The agency said India’s low income levels and weak fiscal and debt indicators constrain its credit profile.
“However, the political stability following the general elections last year has created a conducive environment for reforms, which could address these weaknesses. “India’s sovereign indicators therefore stand a better chance of closing the gap with those of similarly rated sovereigns,” said S&P in its report ‘Meeting reforms expectations is key to maintaining investment-grade ratings on India’.
S&P has assessed India’s sovereign credit metrics as weak for the ‘BBB’ rating category.

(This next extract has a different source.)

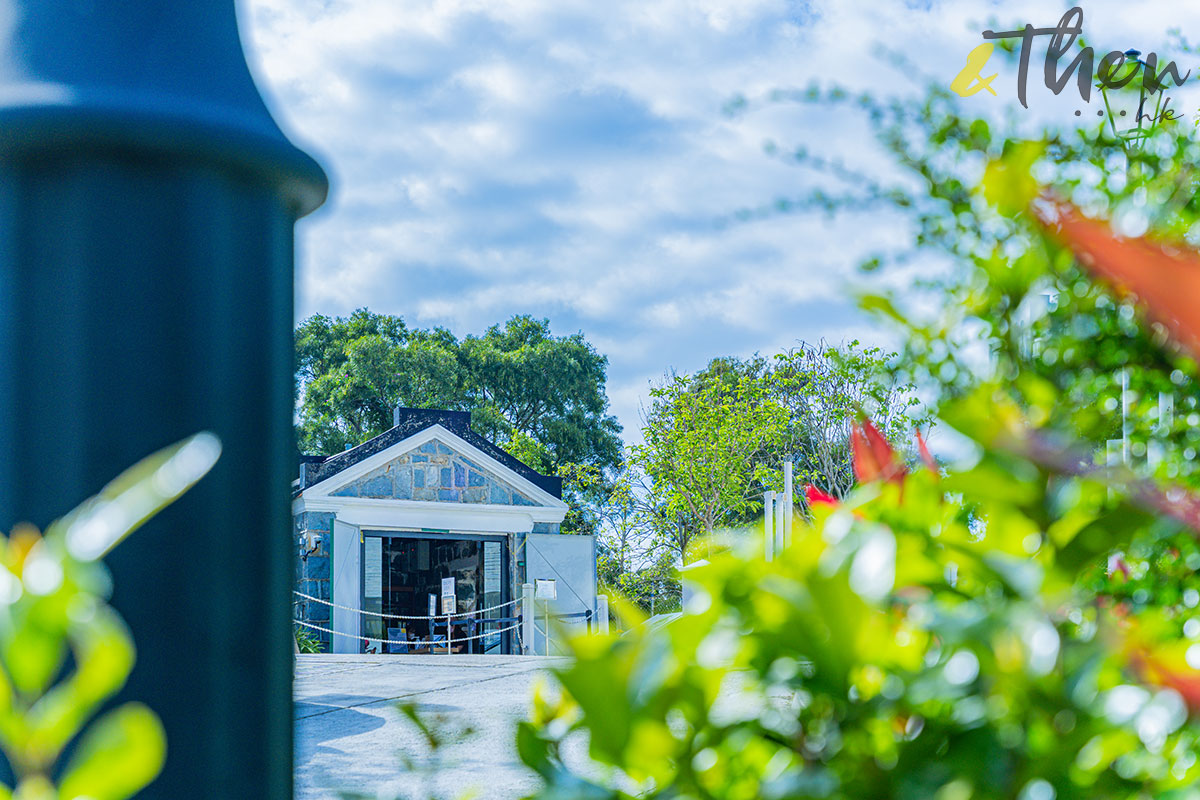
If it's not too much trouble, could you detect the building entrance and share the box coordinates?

The average income in India is significantly below that of its peers and the Government is also more heavily indebted. The country’s stronger external balance sheet only partly offsets these weaknesses.
“We see institutional and governance effectiveness in the country as a neutral credit factor. We also assess India's monetary flexibility as moderately supportive of the sovereign's creditworthiness,” the report said.

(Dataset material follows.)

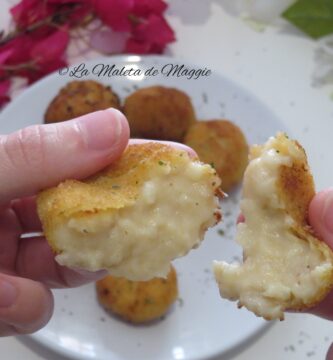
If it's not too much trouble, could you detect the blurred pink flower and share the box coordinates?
[0,80,10,106]
[93,0,134,31]
[10,0,54,28]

S&P is expecting the Government’s fiscal consolidation plan of progressively lower deficits to ease the debt and interest burden. However, improvements in India’s weak fiscal balance sheet are likely to be gradual.
Faster growth possible The report notes that India’s high savings and investment rates, together with the country’s favourable demographics, with 87 per cent of the population aged 54 or below, put the country in good stead to achieve fast growth.
Standard & Poor’s estimates India’s real GDP growth to near 7 per cent by 2017. However, India’s projected per capita GDP of $2,404 by 2017 will still leave the country’s wealth at about one-third of the average of similarly rated countries.
India’s strong external balance sheet is a support for the sovereign rating, the report says. Given the country’s already strong external credit metrics, S&P believes any further improvement in external liquidity or balance sheet is unlikely to lead to a higher credit rating.